A lot of what painting is has been defined for me by the old masters and I make the paintings with these pictorial strategies and even techniques, like underpainting in what the Dutch called a dead color layer, which I’ve taken from these artists. Like Bierstadt and Cole, following these genealogies of influence, my painting is informed by the work that came before it, they come out of painters like Ruisdael and Claude Lorrain. The paintings themselves are the acid test for all of the ideas I have going into them. It is an ongoing process of investigation and distillation. 201 East Magnolia is built like a Hudson River School painting in a number of ways. Bierstadt and Cole both move you through areas of light and shadow as you navigate the space in their paintings. It was important to me to have this mix of light and shade in this painting, which is also a sort of landscape. For me, making is thinking.

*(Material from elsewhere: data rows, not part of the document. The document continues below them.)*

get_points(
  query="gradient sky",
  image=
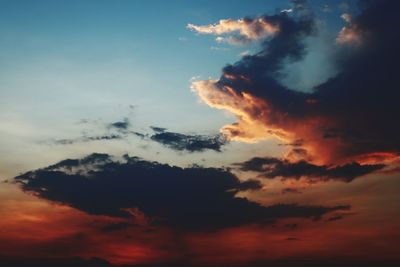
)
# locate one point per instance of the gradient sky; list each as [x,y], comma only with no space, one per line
[285,139]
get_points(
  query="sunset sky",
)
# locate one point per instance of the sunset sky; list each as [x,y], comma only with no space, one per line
[199,133]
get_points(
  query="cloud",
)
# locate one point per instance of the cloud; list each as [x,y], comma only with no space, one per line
[85,139]
[242,30]
[350,117]
[120,125]
[186,198]
[274,167]
[191,143]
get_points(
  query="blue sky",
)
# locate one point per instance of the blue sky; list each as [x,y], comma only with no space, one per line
[64,61]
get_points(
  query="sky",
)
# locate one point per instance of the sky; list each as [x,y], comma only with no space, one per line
[199,133]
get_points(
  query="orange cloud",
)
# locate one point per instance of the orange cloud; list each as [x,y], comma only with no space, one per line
[248,29]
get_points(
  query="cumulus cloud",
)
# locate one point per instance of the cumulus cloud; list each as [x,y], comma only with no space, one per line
[350,117]
[242,30]
[188,198]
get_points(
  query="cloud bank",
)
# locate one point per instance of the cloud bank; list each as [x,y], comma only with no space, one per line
[350,117]
[184,198]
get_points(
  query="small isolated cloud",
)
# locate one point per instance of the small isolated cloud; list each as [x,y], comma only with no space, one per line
[238,31]
[120,125]
[189,198]
[185,142]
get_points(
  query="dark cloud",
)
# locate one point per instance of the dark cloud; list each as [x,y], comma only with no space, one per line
[291,191]
[120,125]
[191,198]
[85,139]
[112,227]
[352,116]
[297,262]
[185,142]
[274,167]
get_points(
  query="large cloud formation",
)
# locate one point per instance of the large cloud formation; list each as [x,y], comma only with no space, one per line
[186,198]
[350,117]
[274,167]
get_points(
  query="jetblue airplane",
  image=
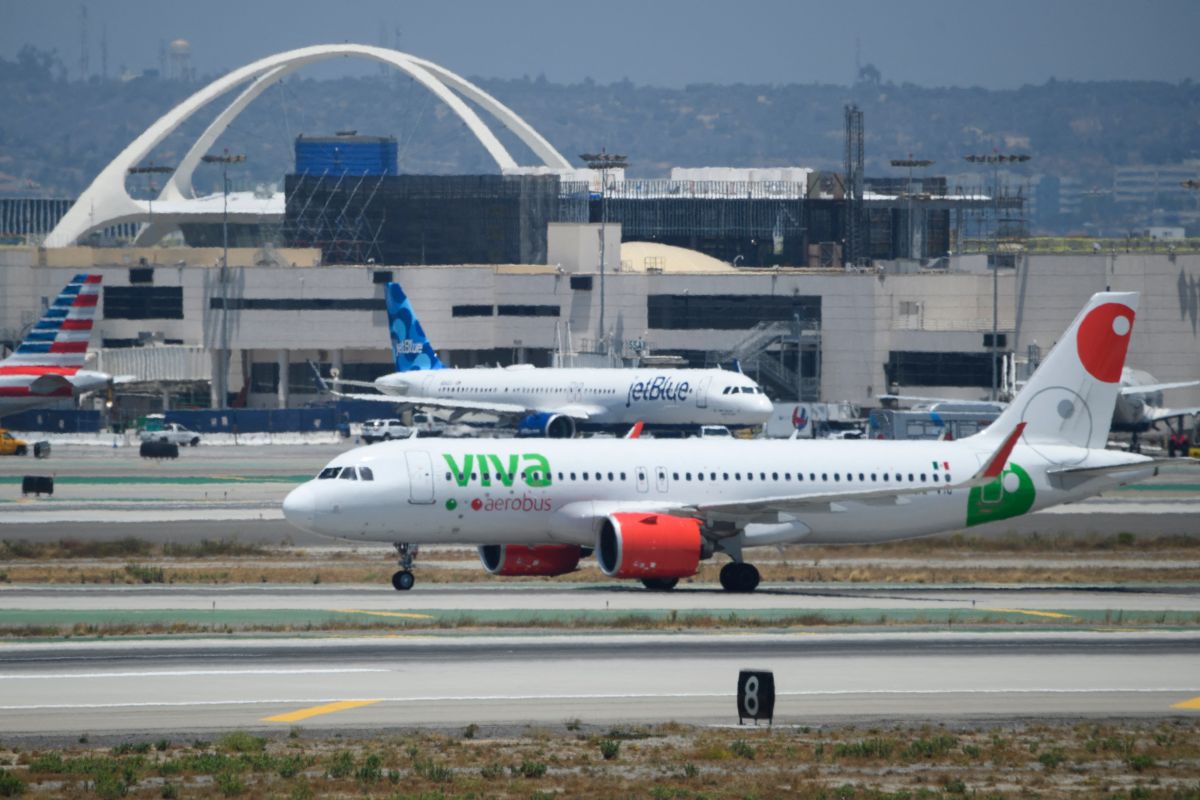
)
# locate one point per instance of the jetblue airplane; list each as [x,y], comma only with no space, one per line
[652,510]
[47,365]
[557,402]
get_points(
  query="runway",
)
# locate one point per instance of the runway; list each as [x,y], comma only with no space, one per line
[1044,653]
[225,491]
[399,681]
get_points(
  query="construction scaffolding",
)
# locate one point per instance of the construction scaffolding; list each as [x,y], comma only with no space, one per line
[421,218]
[855,251]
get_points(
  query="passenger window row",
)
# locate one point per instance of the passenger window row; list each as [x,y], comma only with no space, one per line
[347,474]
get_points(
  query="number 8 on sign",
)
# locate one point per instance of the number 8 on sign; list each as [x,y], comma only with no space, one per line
[756,695]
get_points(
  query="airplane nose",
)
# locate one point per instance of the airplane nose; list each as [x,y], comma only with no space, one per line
[299,507]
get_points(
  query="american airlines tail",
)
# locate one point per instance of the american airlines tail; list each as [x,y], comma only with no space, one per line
[60,337]
[1071,397]
[409,346]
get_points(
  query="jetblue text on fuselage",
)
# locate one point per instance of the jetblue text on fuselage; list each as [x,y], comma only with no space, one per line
[407,347]
[660,388]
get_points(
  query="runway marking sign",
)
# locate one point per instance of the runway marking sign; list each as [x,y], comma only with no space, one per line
[317,710]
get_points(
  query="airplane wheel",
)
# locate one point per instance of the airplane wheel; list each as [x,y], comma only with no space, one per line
[739,577]
[660,584]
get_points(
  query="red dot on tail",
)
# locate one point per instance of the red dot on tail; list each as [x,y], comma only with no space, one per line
[1103,340]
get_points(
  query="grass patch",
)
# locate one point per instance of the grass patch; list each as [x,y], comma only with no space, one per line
[1158,761]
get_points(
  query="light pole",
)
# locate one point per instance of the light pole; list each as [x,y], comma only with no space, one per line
[151,169]
[225,160]
[604,161]
[910,162]
[995,160]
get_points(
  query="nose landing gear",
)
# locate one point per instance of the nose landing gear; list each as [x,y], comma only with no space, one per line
[403,579]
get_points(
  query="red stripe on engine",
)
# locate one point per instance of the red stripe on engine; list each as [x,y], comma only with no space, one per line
[23,391]
[35,370]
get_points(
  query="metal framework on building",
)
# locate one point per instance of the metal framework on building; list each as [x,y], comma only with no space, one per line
[853,252]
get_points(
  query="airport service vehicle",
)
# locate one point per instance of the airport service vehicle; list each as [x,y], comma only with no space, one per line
[157,429]
[11,445]
[561,401]
[653,509]
[384,431]
[47,365]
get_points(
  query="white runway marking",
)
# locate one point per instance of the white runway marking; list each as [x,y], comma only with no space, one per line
[187,673]
[621,696]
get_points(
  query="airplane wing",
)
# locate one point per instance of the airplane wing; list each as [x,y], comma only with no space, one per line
[48,384]
[503,409]
[1159,414]
[1157,388]
[1068,477]
[777,509]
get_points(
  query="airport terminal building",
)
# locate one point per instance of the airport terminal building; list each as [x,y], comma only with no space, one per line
[810,334]
[820,286]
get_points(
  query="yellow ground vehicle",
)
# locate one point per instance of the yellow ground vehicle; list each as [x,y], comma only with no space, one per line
[10,445]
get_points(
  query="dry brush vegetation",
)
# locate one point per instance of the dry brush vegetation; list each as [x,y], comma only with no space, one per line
[1126,761]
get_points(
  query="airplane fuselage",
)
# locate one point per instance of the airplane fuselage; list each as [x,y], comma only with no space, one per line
[496,491]
[25,388]
[611,397]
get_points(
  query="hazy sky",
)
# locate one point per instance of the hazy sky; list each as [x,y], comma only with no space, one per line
[654,42]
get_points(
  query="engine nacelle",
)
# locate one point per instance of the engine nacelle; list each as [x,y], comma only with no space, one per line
[529,559]
[551,426]
[648,546]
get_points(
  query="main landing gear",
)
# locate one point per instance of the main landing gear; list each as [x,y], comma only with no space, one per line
[739,576]
[660,584]
[403,579]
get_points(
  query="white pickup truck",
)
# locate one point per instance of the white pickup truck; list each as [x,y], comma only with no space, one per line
[172,432]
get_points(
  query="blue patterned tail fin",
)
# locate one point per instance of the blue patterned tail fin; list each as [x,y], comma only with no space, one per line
[409,346]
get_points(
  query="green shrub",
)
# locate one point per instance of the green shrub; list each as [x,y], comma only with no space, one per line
[10,785]
[529,769]
[231,783]
[341,764]
[743,749]
[371,770]
[239,741]
[1141,762]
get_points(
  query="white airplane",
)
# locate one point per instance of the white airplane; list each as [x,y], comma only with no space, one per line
[654,509]
[47,365]
[556,402]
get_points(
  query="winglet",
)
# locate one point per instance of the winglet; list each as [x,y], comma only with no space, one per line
[995,464]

Like Bierstadt and Cole, my paintings are built on drawings as opposed to being painted from photographs. In order to convey what I’m experiencing in these spaces, I need to draw. This stage of constructing the painting is vital—building the set, casting the characters, lighting the scene. It is where I test the potential for painting a given situation— making sure to keep the deep space open in the food court, changing the proportions of the space, and leaving in only the elements that demonstrate my interest in the space and the figures that occupy it. An important part of my work is bringing this long, slow, careful way of looking to bear on these places we’ve built to pass through quickly, places like a food court that are designed for you to get what you need and go, as opposed the architecture of say, the Palazzo Pitti in Florence.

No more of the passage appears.